Two categories of lock protect tasks:

  • Structural locks prevent data corruption. MutexLock provides exclusive access; ExclusiveRWLock/SharedRWLock allow concurrent readers or a single writer. These are always enforced, including in interactive CLI mode.
  • Limiters control throughput. RateLimiter caps operations per time window; ConcurrencyLimiter caps simultaneous executions. These are skipped in interactive mode.

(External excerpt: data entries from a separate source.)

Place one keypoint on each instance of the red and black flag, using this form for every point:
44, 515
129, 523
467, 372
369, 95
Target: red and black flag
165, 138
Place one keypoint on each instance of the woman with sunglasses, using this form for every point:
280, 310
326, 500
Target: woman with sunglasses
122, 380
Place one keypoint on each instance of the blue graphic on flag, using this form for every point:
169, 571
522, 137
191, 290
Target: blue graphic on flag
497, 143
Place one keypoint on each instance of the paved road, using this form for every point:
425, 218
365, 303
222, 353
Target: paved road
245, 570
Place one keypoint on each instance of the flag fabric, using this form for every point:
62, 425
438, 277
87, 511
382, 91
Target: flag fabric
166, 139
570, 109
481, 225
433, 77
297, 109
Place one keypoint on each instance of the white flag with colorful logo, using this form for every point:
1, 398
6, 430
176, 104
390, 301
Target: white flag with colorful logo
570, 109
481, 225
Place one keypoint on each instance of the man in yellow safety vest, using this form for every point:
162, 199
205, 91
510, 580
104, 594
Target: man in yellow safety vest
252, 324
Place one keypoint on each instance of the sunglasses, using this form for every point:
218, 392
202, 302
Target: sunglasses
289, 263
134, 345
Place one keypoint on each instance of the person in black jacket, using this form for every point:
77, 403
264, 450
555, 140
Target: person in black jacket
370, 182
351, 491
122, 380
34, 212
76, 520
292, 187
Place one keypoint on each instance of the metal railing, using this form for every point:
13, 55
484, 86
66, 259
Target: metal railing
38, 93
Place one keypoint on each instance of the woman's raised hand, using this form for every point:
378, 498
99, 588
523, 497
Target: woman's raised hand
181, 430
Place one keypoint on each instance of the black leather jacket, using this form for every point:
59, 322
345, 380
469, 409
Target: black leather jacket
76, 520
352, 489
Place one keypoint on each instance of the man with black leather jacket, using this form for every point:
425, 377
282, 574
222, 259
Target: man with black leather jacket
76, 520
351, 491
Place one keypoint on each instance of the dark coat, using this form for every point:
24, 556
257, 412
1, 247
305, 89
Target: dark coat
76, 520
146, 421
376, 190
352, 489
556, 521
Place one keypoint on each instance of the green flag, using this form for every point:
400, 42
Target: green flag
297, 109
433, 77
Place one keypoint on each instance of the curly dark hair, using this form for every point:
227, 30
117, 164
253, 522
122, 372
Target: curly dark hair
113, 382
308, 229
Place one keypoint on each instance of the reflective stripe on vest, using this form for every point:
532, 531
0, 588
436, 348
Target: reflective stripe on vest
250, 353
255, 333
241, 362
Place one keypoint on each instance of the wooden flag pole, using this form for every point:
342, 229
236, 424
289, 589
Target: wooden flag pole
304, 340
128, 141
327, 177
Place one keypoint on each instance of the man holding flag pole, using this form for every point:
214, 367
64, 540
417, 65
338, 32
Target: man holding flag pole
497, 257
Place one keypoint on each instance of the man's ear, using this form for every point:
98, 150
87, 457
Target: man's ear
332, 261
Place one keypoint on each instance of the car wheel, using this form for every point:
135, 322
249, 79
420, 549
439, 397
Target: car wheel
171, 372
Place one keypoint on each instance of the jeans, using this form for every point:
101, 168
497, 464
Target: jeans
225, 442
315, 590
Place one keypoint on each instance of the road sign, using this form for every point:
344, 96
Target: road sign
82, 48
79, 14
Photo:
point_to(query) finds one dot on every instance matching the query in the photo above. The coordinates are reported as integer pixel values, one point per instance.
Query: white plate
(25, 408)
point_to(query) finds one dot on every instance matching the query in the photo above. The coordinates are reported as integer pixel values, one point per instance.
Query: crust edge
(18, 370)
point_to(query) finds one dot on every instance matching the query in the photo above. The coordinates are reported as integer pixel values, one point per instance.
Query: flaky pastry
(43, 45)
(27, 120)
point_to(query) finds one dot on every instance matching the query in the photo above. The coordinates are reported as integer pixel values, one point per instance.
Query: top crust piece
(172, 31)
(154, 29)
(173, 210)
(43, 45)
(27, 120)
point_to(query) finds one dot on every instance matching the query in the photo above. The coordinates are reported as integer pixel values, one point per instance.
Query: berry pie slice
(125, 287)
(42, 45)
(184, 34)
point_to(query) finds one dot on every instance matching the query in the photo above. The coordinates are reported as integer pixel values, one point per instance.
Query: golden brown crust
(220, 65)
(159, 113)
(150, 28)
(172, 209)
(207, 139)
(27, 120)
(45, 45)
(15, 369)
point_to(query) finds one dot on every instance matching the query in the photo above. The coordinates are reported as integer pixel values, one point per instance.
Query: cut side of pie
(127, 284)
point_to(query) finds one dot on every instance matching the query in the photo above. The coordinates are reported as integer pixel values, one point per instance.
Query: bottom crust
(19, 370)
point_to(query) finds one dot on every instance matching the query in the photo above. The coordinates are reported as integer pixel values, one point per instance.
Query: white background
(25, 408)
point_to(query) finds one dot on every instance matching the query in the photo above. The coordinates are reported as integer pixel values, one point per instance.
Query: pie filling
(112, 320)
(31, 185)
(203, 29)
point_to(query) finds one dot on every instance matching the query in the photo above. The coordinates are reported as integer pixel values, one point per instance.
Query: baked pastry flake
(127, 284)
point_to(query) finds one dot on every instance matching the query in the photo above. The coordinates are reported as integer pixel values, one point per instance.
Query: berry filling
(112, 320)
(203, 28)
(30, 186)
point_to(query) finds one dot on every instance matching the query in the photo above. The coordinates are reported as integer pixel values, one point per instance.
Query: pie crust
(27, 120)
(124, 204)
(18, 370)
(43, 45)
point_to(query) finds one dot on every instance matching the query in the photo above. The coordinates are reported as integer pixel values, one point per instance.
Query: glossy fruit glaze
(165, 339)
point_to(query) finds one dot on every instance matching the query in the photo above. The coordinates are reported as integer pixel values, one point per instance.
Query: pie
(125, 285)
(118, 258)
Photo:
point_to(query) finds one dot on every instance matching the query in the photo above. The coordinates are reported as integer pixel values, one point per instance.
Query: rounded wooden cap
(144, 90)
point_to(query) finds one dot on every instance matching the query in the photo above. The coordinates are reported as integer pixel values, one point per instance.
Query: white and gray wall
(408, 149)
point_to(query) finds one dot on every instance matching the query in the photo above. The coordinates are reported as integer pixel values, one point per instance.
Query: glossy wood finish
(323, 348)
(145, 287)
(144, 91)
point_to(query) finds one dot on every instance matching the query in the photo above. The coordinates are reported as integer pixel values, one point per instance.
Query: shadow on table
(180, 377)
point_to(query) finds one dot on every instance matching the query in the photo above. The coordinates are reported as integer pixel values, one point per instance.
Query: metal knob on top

All locks have TTLs. A watchdog thread extends lock TTLs during execution so that long-running tasks don't lose their locks. If a worker crashes, locks auto-expire and are released.

Scheduler

The scheduler is a singleton process (enforced by a Redis mutex with a 30-second TTL). It runs four concurrent loops:

  1. Periodic loop — checks if any periodic task is due (based on IntervalSeconds, CronSchedule, or RRuleSchedule) and submits it to the broker
  2. Delayed poll loop — promotes tasks from the delayed sorted set (diracx:tasks:delayed) to their target stream when their scheduled time arrives. Uses an atomic Lua script to prevent race conditions
  3. Lock extend loop — periodically refreshes the scheduler's own Redis mutex
  4. Config watch loop — detects changes to the VO list and adds/removes periodic task schedules for new/removed VOs

Dead-letter queue

Tasks marked with dlq_eligible = True that exhaust their retries are persisted to the dlq_tasks table in the SQL database. This provides a durable safety net — critical tasks are never silently dropped, even if Redis is restarted. Dead letter queue tasks can be inspected and resubmitted.

Ephemeral broker state

The broker's Redis state is designed to be ephemeral. On restart:

  • The scheduler repopulates periodic task schedules from entry points and configuration
  • Consumer groups are recreated for all nine streams
  • Dead-letter-queue-eligible tasks that were persisted in SQL can be resubmitted
  • Delayed one-off tasks that were in flight are lost (periodic tasks are automatically rescheduled)

See the broker lifecycle explanation for details on how this affects application design.